IDEM sent a letter addressed to the attention of Michael Roberts on April 23, 2020, informing Tanners Creek Development that state agency had approved the company's plan for closure and post closure of two coal ash waste sites subject to terms in the letter.
"Public records for your facility are available in IDEM's Virtual File Cabinet," according to the letter addressed to Michael Roberts.
In his deposition on Dec. 2, 2015, Michael Roberts testified that Sparrows Point LLC made an estimated $85 million profit on the sale of the 3,100 acre site near Baltimore.

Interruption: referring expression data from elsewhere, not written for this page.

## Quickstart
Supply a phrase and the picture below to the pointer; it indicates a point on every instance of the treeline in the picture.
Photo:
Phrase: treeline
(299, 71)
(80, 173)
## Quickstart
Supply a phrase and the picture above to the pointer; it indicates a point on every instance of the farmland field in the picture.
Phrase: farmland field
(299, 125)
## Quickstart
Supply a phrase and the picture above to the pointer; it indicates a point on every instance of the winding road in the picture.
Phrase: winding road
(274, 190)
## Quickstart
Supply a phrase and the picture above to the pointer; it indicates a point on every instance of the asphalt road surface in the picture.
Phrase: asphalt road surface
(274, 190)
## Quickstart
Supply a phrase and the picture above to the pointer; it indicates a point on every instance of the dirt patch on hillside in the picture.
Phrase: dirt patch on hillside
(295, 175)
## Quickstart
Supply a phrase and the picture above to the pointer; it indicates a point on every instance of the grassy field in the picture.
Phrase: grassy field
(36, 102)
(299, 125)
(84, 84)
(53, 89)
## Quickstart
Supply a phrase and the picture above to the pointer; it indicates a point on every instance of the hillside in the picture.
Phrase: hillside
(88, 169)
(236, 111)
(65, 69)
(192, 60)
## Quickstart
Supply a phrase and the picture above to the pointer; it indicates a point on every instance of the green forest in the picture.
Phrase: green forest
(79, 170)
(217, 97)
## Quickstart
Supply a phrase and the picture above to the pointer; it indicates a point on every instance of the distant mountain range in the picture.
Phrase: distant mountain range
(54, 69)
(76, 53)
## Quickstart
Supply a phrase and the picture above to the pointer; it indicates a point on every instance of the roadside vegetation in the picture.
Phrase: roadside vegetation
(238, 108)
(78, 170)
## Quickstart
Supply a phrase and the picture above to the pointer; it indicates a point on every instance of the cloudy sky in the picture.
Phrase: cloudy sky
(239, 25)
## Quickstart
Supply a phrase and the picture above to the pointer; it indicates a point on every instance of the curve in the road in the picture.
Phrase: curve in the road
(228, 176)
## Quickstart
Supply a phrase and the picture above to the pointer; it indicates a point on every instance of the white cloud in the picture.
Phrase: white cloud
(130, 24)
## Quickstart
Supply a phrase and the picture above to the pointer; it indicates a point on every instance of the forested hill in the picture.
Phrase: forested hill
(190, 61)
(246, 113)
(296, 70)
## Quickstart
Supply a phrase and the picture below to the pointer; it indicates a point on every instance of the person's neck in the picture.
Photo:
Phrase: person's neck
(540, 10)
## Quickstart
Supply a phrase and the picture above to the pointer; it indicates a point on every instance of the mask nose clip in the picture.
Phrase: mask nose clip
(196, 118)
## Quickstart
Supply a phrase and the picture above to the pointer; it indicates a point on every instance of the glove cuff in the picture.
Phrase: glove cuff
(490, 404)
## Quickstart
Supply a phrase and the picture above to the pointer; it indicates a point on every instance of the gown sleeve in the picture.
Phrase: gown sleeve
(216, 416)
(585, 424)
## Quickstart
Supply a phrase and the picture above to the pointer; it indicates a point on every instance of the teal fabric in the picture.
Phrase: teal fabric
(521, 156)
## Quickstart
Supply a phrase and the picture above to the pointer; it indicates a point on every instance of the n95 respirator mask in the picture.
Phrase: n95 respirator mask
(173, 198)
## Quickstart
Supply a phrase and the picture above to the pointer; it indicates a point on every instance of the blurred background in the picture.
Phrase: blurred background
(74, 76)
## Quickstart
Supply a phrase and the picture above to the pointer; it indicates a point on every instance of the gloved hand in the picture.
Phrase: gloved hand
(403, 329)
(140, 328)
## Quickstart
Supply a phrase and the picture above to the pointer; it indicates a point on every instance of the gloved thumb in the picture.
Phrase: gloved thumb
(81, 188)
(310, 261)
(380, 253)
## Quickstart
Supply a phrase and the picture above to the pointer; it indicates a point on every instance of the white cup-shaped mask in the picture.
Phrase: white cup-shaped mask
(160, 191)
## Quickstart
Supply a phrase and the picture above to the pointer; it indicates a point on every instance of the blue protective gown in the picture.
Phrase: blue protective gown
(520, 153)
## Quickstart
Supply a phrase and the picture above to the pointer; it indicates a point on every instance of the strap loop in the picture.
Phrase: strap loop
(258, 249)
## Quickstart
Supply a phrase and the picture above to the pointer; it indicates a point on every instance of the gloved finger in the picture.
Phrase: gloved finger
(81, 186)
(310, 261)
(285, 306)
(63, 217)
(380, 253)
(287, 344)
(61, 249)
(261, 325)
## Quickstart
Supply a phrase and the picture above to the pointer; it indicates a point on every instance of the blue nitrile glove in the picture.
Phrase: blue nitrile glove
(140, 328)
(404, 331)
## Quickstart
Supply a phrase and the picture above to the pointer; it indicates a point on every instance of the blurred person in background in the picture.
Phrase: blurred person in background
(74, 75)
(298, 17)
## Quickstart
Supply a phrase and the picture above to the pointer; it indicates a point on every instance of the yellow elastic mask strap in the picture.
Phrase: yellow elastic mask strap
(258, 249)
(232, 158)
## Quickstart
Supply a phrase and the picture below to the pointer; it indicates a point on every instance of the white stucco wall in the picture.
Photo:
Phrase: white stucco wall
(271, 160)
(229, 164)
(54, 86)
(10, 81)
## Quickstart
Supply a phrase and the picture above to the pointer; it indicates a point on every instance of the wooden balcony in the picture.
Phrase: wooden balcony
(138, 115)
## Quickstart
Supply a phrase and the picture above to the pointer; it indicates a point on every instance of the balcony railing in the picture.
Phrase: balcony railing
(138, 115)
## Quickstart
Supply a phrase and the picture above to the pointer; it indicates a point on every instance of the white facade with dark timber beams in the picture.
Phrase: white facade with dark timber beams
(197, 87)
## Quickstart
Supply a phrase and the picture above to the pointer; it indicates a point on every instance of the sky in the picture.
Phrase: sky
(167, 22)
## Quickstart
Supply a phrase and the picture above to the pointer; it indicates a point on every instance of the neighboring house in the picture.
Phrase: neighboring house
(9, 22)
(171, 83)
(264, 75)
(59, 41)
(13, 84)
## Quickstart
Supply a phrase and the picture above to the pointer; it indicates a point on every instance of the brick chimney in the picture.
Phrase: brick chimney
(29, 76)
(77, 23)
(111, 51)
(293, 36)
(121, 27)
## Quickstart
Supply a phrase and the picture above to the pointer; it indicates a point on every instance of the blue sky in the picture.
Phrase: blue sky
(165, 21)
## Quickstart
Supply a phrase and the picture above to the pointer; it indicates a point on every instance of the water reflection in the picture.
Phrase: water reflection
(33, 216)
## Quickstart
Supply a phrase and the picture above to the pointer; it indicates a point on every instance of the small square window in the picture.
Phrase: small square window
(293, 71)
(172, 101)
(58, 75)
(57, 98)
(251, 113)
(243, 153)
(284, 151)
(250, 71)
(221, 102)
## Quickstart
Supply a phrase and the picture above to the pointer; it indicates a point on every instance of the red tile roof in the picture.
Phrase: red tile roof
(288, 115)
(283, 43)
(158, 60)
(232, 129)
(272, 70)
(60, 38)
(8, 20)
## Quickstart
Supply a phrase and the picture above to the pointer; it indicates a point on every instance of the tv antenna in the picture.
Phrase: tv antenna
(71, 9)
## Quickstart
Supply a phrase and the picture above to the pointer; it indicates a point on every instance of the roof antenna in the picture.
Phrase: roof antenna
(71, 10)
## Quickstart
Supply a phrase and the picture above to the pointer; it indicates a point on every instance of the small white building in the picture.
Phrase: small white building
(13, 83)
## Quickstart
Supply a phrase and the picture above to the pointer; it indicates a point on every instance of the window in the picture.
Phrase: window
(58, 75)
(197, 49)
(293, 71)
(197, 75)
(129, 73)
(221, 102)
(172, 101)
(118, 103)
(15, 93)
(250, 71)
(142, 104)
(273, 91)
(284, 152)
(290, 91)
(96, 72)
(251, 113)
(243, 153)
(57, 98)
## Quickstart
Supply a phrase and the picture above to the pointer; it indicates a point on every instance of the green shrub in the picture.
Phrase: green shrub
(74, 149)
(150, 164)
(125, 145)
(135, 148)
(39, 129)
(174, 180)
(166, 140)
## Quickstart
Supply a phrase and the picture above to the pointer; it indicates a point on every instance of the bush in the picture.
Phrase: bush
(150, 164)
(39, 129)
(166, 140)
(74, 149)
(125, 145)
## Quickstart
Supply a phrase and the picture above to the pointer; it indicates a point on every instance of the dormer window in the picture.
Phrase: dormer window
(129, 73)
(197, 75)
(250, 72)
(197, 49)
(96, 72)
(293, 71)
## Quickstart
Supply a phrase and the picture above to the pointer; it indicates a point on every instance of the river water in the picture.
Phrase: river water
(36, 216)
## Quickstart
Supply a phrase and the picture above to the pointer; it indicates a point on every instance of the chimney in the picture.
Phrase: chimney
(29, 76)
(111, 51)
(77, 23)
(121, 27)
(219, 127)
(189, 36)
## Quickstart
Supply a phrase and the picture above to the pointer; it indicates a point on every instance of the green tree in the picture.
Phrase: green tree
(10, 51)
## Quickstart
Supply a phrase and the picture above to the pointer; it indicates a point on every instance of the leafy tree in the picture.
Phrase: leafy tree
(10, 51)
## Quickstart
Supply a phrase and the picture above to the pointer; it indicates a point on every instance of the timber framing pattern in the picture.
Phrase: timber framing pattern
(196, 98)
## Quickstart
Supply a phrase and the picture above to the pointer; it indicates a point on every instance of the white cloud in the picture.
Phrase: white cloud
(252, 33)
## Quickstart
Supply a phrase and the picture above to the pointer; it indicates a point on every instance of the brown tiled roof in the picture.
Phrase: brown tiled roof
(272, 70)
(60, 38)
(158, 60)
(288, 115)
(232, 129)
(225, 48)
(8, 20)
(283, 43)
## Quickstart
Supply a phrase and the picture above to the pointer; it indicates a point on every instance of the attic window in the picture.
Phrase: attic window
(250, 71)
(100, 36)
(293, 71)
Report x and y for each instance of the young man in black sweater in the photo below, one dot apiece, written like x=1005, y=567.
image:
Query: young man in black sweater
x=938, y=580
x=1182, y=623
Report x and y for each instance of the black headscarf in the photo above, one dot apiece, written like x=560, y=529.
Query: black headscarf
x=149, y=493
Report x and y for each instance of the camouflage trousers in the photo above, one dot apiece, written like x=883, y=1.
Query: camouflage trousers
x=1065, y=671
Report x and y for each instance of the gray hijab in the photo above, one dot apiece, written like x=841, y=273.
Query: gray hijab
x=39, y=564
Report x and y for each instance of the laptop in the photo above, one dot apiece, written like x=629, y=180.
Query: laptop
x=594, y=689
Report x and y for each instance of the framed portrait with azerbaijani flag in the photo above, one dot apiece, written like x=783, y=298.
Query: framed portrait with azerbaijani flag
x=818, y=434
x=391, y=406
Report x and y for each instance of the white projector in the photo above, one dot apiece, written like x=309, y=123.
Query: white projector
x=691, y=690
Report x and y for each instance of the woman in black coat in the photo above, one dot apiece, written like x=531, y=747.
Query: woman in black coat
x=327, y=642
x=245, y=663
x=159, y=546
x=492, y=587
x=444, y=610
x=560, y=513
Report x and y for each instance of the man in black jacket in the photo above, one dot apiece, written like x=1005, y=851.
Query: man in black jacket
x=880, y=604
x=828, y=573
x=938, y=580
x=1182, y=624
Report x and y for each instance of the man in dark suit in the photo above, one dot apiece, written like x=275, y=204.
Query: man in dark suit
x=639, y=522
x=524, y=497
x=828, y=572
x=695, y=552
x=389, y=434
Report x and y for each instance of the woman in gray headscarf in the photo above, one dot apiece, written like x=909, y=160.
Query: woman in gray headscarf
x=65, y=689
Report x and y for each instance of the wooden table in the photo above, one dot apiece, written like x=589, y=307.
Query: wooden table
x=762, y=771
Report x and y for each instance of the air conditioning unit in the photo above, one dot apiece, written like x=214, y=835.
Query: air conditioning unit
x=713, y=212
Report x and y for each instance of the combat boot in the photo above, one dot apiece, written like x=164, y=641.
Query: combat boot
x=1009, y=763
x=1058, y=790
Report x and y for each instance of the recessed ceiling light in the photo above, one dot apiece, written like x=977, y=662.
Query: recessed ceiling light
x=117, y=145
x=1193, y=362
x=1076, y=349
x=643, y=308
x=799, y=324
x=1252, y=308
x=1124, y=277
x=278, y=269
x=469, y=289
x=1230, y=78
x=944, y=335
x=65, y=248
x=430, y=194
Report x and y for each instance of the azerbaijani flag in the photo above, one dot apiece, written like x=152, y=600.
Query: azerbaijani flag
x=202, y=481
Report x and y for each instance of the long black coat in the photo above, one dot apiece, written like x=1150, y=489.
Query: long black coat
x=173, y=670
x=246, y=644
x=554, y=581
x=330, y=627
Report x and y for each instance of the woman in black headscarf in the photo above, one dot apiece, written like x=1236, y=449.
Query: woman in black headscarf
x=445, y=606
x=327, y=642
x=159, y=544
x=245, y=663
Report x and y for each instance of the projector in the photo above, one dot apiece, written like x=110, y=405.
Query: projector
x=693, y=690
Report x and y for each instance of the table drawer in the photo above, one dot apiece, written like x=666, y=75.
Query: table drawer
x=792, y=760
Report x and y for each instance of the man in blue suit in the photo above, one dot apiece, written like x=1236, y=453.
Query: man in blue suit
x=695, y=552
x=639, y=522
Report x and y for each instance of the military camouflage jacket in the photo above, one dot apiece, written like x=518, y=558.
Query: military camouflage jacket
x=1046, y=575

The depositions were part of a case in which Sparrows Point's former "local representative," John Macsherry Jr., claimed he was entitled to a sales commission. The case settled earlier this year for an undisclosed sum.
"Today, the site has a brighter future," according to the Commercial Development Company website. "The 3,100-acre former steel mill is now in the later stages of environmental remediation and is currently being transformed into a major NE logistical hub."
The development is an "epic turnaround tale," according to a 2019 article by Bloomberg.
In 2018, Commercial Development Company moved into a new corporate headquarters in St. Louis, according to the St. Louis Post Dispatch.
The 50,000-square-foot office building was built on an old rock quarry site purchased by the company in 1994.
In a brochure, Commercial Development Company lists the Lawrenceburg property as one of its "success stories."
But what will Tanners Creek look like years from now?
The company's website has an aerial map of the property showing its 200+ acre waterfront lot and rail spur to CSX.
"Today the property represents a rare opportunity for an industrial user to take advantage of the site’s outstanding development attributes," according to a company "sales sheet" uploaded to the company's website. "This property can easily accommodate a variety of end users, including manufacturing, logistics support, port operations, data centers, and more."
Lawrenceburg Mayor Kelly Mollaun believes the site "will eventually be a very nice piece of property for development. I firmly believe that."
But just a few minutes after expressing his confidence in the future of the Tanners Creek property, the mayor pondered the risk of leaving all of that coal ash on the Lawrenceburg riverfront.
"How do you mitigate the problem completely? Maybe you take it somewhere else," he said.
"But how do you know if you ever got it all?"